Worum wird in Frankreich gerade so heftig gestritten?

Gleichberechtigung: Homo-Ehe und Adoption: Wo steht Deutschland?

Hunderttausende haben gerade in Frankreich gegen gleichgeschlechtliche Lebensgemeinschaften demonstriert, nachdem es im Dezember eine Massendemonstration für die Homo-Ehe gegeben hatte. Auslöser der Debatte ist ein geplantes Gesetz, dass sowohl die gleichberechtigte Homo-Ehe einführen, als auch die Adoption von Kindern gestatten soll. Als "eingetragene Lebensgemeinschaft" dürfen Homosexuelle bereits seit 1999 in Frankreich registriert werden (was in erster Linie finanzielle Vorteile bringt) - völlig gleichberechtigt mit der Ehe ist diese Regelung aber in einigen wichtigen Punkten (z.B. Erbschaft) nicht. Diese Gleichstellung war eines der zentralen Wahlversprechen der aktuellen Regierung von François Hollande. Von der Umsetzung ist dieses Versprechen allerdings noch weit entfernt - am 29. Januar starten im Parlement die ersten Diskussionen zum Gesetzentwurf.

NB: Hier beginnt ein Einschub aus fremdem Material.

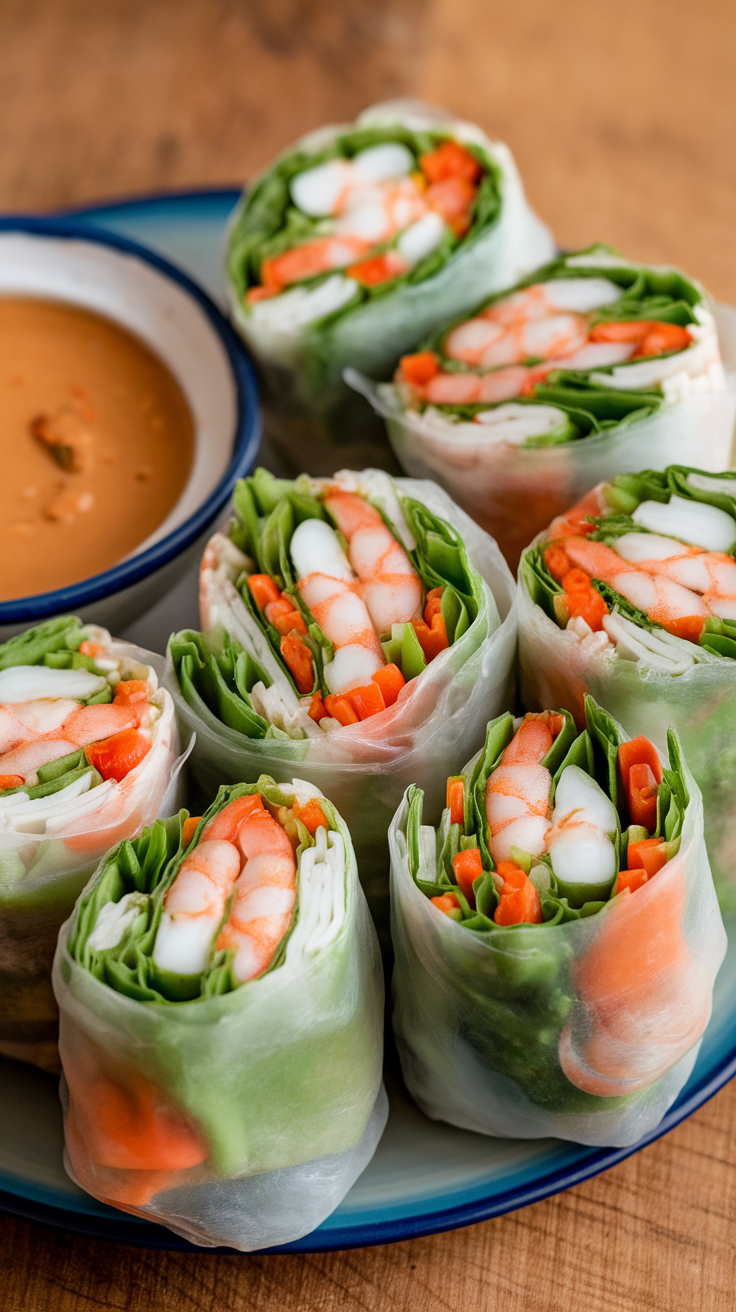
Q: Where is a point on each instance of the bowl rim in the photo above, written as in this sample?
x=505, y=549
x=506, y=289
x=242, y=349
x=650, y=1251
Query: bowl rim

Homo-Ehe: So ist die Lage in anderen Ländern

Und wen stört das?

In erster Linie empören sich viele gläubige Katholiken über das geplante Gesetz - auch Papst Benedikt XVI. meldete sich zu Wort und forderte die Bischöfe in auf, gegen die Homo-Ehe vorzugehen. Aber angetrieben von der französischen Schauspielerin Virginie Tellenne (unter dem Pseudonym "Frigide Barjot") hat sich eine breitere Front gegen die "Ehe für alle" gefunden. Wichtig ist den Gegnern, keinesfalls verbohrt oder gar schwulenfeindlich zu erscheinen. "Wir lieben alle Homosexuellen", bemühte sich Tellenne bei der Kundgebung klarzustellen. Es gehe ihrer Bewegung lediglich darum, nicht "die Ehe für Personen desselben Geschlechts zu öffnen". Insbesondere die Adoption ist ein Reizpunkt der Gegner: Sie sind nicht sicher, ob es der Entwicklung eines Kindes nicht schadet, von zwei Müttern oder Vätern aufgezogen zu werden. Experten sind sich allerdings einig, dass für die gesunde Entwicklung von Kindern in erster Linie ein stabiles Umfeld entscheidend ist - und dass eine rechtlich nicht einwandfrei geklärte Familiensituation im Zweifel belastender ist, als das Geschlecht der Eltern.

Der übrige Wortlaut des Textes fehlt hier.